Singapore leads APAC+Japan in generative AI adoption

The Asia-Pacific region and Japan are at an inflection point in the adoption of artificial intelligence, and Singapore is emerging as one of the fastest adopters of generative AI, according to a new report by MIT Technology Review Insights.

Prepared in collaboration with Databricks, the report is based on a global survey of 600 CIOs, CTOs, CDOs and technology leaders for large public and private sector organisations, of which over 200 are from the APAC and Japan region, and features in-depth interviews with C-level executives. 

Among the organisations represented are ADP, Condé Nast, Databricks, Dell Technologies, General Motors, Razorpay, Regeneron Genetics Center, Starbucks, and the US Transportation Security Administration.

Survey results show that 53% of surveyed executives from Singapore are currently experimenting, and 37% are at the adoption stage. 

“CIOs and CDOs are doubling down on their investments to ensure they have the right data strategy and talent in place to benefit from AI,” said Ed Lenta, SVP and general manager of APAC and Japan at Databricks. 

“We know that today’s early movers will be tomorrow’s AI winners,” Lenta said. “Success, however, requires a world where everyone in an organisation can use AI irrespective of whether their language of choice is Python, SQL, or English.”

Findings also revealed that 81%  of survey respondents expect AI to boost efficiency in their industry by at least a quarter in the next two years. One-third say the gain will be at least half.

Also, CIOs are doubling down on their investments in data and AI. Faced with new competitive pressures and an unprecedented speed of innovation, technology leaders need their data and AI assets to deliver more growth to the business than ever before. 

Every organisation surveyed will boost spending on modernising data infrastructure and adopting AI during the next year, and for nearly half (46%), the budget increase will exceed 25%.

In addition, executives seek governance frameworks that can provide data accuracy and integrity as well as data privacy and security, with 60% of respondents say a single governance model for data and AI is “very important.”

Further, 88% of surveyed organisations are using generative AI, with 26% investing in and adopting it and another 62% experimenting with it. 

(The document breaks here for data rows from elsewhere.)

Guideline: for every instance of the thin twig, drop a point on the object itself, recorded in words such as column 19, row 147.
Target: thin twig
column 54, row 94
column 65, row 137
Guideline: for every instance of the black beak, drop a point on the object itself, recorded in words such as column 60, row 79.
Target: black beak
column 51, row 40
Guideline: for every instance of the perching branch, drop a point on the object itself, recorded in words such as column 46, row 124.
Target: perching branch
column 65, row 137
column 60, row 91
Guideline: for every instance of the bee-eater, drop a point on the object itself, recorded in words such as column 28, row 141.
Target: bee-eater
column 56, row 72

The majority (58%) are taking a hybrid approach to developing these capabilities, using vendors’ large language models (LLMs) for some use cases and building their own models when IP ownership, privacy, security, and accuracy requirements are tighter. 

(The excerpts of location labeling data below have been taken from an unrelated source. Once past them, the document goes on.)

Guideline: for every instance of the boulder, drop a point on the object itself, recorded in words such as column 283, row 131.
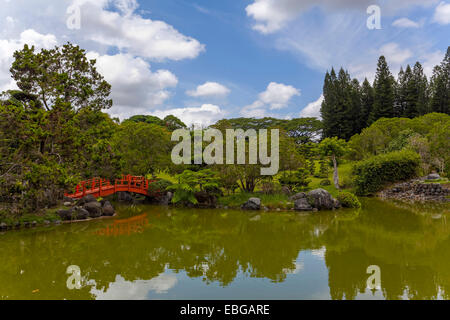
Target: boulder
column 297, row 196
column 82, row 214
column 124, row 197
column 321, row 199
column 433, row 176
column 86, row 199
column 65, row 215
column 205, row 199
column 302, row 204
column 94, row 209
column 252, row 204
column 108, row 209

In Singapore, 60% of firms are opting for a buy-and-build approach, and 20% chose build-only LLMs.  

When asked how their company’s data strategy needs to improve, the largest share of respondents (39%) say investing in talent and upskilling the workforce. 

An even larger share (72%) say it will be “very important” to encourage innovation that will help attract and retain talent.

Nearly three-quarters of surveyed organisations have adopted a lake house architecture, and almost all of the rest expect to do so in the next three years. 

Survey respondents say they need their data architecture to support streaming data workloads for real-time analytics (a capability deemed “very important” by 72%), easy integration of emerging technologies (66%), and sharing of live data across platforms (64%). 

Almost all (99%) of lakehouse adopters say the architecture is helping them achieve their data and AI goals, and 74% say the benefits are “significant.”

“Strategic investments, consolidation efforts, and dedication to governance and democratisation of AI are not merely choices — they are imperatives for success,” said Laurel Ruma, global director of custom content for MIT Technology Review.